I'm working on a project with 2 seperate pushbuttons, a start and a stop. I have managed to program the start function correctly, but the stop button won't work. I think this must be programmed the same way (state=false)? I hope there is a solution to this.
The code:
const int Start = 8;
const int Stop = 9;
const int Relais = 7;
const int Button3 = 6;
int Interval = 2000;
int Startstate = 0;
int Stopstate = 0;
boolean Blinkstate = false;
// Integers and Booleans. (don't mind Button 3, it's for a future expansion.
void loop() {
// Read the state of the pushbutton values:
Startstate = digitalRead(Start);
Stopstate = digitalRead(Stop);
// check if the start button is pressed. If it is, the startstate is HIGH:
if (Startstate == HIGH && Stopstate == LOW ) {
Blinkstate = true;
} // set blinkstate active
// check if the start button is pressed. If it is, the stopstate is HIGH:
if (Stopstate == HIGH && Startstate == LOW) {
Blinkstate = false;
} // set blinkstate non-active
while (Blinkstate == true)
blinkFunction(); // when Blinkstate is true, perform the blinkFunction.
}
while (Blinkstate == true)
blinkFunction(); // when Blinkstate is true, perform the blinkFunction.
Once it enters this while loop, how will it ever exit.
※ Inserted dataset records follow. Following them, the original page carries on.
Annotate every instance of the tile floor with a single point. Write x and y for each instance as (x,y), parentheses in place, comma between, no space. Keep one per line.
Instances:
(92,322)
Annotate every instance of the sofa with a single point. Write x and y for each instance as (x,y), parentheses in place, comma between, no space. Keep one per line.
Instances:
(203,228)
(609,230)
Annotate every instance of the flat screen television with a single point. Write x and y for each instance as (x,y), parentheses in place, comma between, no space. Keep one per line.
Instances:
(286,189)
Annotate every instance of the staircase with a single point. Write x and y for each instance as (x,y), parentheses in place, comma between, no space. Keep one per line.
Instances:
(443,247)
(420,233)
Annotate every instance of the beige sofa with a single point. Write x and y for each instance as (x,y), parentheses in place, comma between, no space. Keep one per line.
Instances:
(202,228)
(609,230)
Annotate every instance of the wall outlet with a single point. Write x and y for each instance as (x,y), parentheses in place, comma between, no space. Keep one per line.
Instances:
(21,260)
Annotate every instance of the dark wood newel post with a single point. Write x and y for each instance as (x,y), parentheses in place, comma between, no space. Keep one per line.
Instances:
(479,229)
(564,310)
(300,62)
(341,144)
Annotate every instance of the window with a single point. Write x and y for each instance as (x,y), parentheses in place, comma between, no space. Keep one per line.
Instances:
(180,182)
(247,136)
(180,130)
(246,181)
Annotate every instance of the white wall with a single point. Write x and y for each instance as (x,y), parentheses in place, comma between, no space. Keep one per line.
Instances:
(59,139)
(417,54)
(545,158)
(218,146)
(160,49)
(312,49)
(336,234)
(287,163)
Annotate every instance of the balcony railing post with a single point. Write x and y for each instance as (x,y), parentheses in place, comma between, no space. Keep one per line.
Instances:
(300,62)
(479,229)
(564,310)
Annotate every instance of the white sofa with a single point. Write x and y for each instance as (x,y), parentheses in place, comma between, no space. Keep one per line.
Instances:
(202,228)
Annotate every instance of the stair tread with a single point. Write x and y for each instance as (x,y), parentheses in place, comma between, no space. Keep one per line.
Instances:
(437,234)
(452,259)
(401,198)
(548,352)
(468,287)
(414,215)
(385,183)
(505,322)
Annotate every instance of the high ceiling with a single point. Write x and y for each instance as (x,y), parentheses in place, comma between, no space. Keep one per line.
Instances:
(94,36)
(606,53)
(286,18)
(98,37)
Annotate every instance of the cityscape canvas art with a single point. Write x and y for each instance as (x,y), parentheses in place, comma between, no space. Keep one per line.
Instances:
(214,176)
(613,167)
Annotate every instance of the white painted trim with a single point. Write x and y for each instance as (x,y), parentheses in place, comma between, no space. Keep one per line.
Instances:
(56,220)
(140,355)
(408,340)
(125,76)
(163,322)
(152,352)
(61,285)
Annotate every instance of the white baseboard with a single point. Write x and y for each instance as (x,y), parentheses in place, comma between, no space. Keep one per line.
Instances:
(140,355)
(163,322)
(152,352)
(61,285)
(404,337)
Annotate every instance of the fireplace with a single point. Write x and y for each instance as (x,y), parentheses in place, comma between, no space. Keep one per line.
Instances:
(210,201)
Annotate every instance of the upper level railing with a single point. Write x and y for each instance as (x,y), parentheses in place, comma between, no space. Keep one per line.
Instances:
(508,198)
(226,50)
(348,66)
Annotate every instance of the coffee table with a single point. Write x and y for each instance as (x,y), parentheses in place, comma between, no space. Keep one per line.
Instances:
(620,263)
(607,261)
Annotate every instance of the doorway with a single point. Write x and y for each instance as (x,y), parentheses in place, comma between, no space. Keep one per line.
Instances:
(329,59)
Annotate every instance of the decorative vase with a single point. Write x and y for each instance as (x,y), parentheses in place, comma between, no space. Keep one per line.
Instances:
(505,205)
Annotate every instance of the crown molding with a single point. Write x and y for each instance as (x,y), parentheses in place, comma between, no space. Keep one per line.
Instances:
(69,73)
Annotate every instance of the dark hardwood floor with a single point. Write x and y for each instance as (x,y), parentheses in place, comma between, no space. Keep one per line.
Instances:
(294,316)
How can the state of Blinkstate change? If it is stuck in that loop, Blinkstate cannot be read.
And with those delays the program will never be very responsive. You have to wait for the delays to expire before you can read the switches. Better to learn to write non blocking code using millis() or micros for timing.
Non-blocking timing tutorials: Several things at a time. Beginner's guide to millis(). Blink without delay().
How are the switches wired? Are there pulldown resistors on those pins?